Les travaux d’évaluation se font. Lorsque nous aurons des données permettant d’avoir une connaissance plus complète de ce potentiel, remarquable il faut le dire, puisque c’est un méga gisement de fer avec d’autres ressources sur place, nous arrêterons la stratégie : faudrait-il le céder à un opérateur ou plutôt à plusieurs opérateurs ? Nous ne le savons pas encore. Mais nous avons signifié à tous les opérateurs qui nous ont contacté que le Gabon veut être maître de son destin en ce qui concerne le gisement de Belinga. Et d’ici peu, il y aura un tour de table pour que le Gabon puisse choisir avec qui ce gisement sera exploité, tout en intégrant la nouvelle vision économique du pays.
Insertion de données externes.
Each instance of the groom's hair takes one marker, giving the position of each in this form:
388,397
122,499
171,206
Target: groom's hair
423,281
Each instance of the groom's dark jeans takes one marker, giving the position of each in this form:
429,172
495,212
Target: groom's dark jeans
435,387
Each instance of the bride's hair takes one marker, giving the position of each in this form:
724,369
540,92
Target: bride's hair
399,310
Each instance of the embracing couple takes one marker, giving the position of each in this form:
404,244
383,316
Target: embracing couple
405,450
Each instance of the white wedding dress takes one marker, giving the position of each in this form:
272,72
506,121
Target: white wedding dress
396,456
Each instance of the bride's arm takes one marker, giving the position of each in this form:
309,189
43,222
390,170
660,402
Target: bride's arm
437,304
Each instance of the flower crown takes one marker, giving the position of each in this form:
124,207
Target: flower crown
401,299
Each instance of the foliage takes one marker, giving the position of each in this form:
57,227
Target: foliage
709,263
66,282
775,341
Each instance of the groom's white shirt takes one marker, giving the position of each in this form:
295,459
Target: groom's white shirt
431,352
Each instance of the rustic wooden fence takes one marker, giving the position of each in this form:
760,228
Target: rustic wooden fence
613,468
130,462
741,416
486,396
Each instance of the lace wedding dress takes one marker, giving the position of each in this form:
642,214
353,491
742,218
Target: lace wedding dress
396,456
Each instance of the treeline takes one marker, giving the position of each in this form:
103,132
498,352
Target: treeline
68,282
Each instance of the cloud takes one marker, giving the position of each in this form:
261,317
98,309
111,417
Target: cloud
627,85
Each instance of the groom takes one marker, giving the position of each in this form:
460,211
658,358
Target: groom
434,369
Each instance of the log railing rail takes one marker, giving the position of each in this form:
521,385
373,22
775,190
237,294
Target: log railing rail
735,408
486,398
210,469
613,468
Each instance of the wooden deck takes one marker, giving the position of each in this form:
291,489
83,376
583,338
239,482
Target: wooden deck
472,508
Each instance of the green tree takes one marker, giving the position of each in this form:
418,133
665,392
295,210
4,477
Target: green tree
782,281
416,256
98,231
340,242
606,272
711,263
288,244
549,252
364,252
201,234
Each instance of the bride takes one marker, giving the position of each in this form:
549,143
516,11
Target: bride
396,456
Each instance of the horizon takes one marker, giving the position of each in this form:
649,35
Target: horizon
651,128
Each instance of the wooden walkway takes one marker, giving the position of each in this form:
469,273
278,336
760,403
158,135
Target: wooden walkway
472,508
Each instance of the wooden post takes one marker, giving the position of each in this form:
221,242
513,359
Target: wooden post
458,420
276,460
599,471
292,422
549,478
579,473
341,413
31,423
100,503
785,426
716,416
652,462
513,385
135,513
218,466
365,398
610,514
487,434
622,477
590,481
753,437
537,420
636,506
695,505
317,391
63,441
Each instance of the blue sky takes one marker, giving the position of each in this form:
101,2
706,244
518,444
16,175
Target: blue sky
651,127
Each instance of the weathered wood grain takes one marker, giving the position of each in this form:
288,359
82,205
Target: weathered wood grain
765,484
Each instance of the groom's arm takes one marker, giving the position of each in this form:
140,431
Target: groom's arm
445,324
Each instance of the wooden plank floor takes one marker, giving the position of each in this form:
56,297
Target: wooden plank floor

C’est-à-dire qu’une partie de ce minerai sera transformé sur le plan local avant d’être exporté afin de renforcer la valeur ajoutée au niveau de l’économie.

Et concernant la partie exportable, on note quand même qu’un pays voisin comme le Cameroun, qui a un projet similaire avec le gisement de fer Mbalam, a entrepris la construction d’un port à Kribi, une ville plus proche de l’Ogooué-Ivindo que ne l’est le Cap Santa Clara ou le port d’Owendo. Au moment où l’on parle d’intégration sous-régionale, ne serait-il pas mieux d’entrer dans un consortium pour une conjonction de moyens ?

C’est bien d’une conjonction de moyens qu’il s’agit à ce niveau. Il faut voir les options. Il faut surtout choisir le schéma le plus compétitif. Je peux vous dire que l’option que nous sommes en train d’arrêter aujourd’hui, est une option viable pour l’exportation des minerais au Gabon. Ce, pour tous les opérateurs de fer, parce qu’il y en a plein dans la zone de l’Ogooué-Ivindo. En dehors de Belinga, il y a d’autres gisements aux alentours, il y a d’autres opérateurs, australiens d’ailleurs, actuellement en phase de recherche, tels que Waratah ou Ivanhoe. Aujourd’hui, il n’y a pas de miracle, il faut regarder la viabilité économique du projet. Voilà pourquoi dans l’option que l’Etat gabonais est en train d’arrêter pour l’évacuation du gisement de Belinga, nous prenons tout cela en considération.

Mais l’Afrique centrale a l’opportunité de renforcer son intégration économique à partir de l’exploitation du fer. Vous avez donc raison, mais il faut pour cela s’asseoir autour d’une table pour voir quel est le meilleur schéma. Dans ce domaine, le chef de l’Etat est ouvert. Une exploitation conjointe, essayant de grouper les moyens, permettrait, effectivement d’avoir un effet levier intéressant sur la rentabilité de ces différents gisements, d’autant plus que le coût d’infrastructure est considérable.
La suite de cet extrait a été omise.